David pushes on a .50 kg bottle of water with a force of 3.5 N (R). The coefficient of friction between the bottle and the desk is .20. Using the dynamics worksheet format below, find the acceleration of the bottle and how far it travels in 3.0 s if it starts from rest.

## Homework Equations

Not sure which ones to use:
-> Fnet=Fa-Ff
-> Fa = 3.5 N (E)
-> Ff= coefficient of friction*Fg
-> Fg= mg

Forces acting on bottle: Fg, Fn, Ff, Fa

## The Attempt at a Solution

Fa=3.5N
coefficient of friction=.20
a=?
t=3.0s
V2=?
V1= 0m/s^2
Don't forget Newton's 2nd law in your relevant equations (F_net =ma). Then you can solve for the acceleration. Also, how about then using the kinematic equation of motion that relates distance with time and acceleration?
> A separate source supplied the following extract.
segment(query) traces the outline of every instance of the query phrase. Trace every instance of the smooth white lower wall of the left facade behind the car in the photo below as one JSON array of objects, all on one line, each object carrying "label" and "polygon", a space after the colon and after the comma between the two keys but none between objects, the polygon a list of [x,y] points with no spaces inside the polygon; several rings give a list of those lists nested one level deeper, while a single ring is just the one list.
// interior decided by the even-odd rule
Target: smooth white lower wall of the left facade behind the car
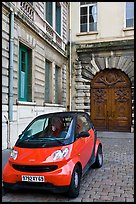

Using Ff = uFN, find force of friction. So Ff = (0.20)(0.50)(9.8) = 0.98 N
Find the net force by subtracting 0.98 N from 3.5 N = 2.52 N.
Then using F=ma, find a. 2.52/0.50 = 5.04 m/s^2

Using d= vit + 0.5 at^2, you can find d.

so d = (0)(3) + (0.5)(5.04)(3^2) = 22.68 m.

This this right

PhanthomJay Looks real good!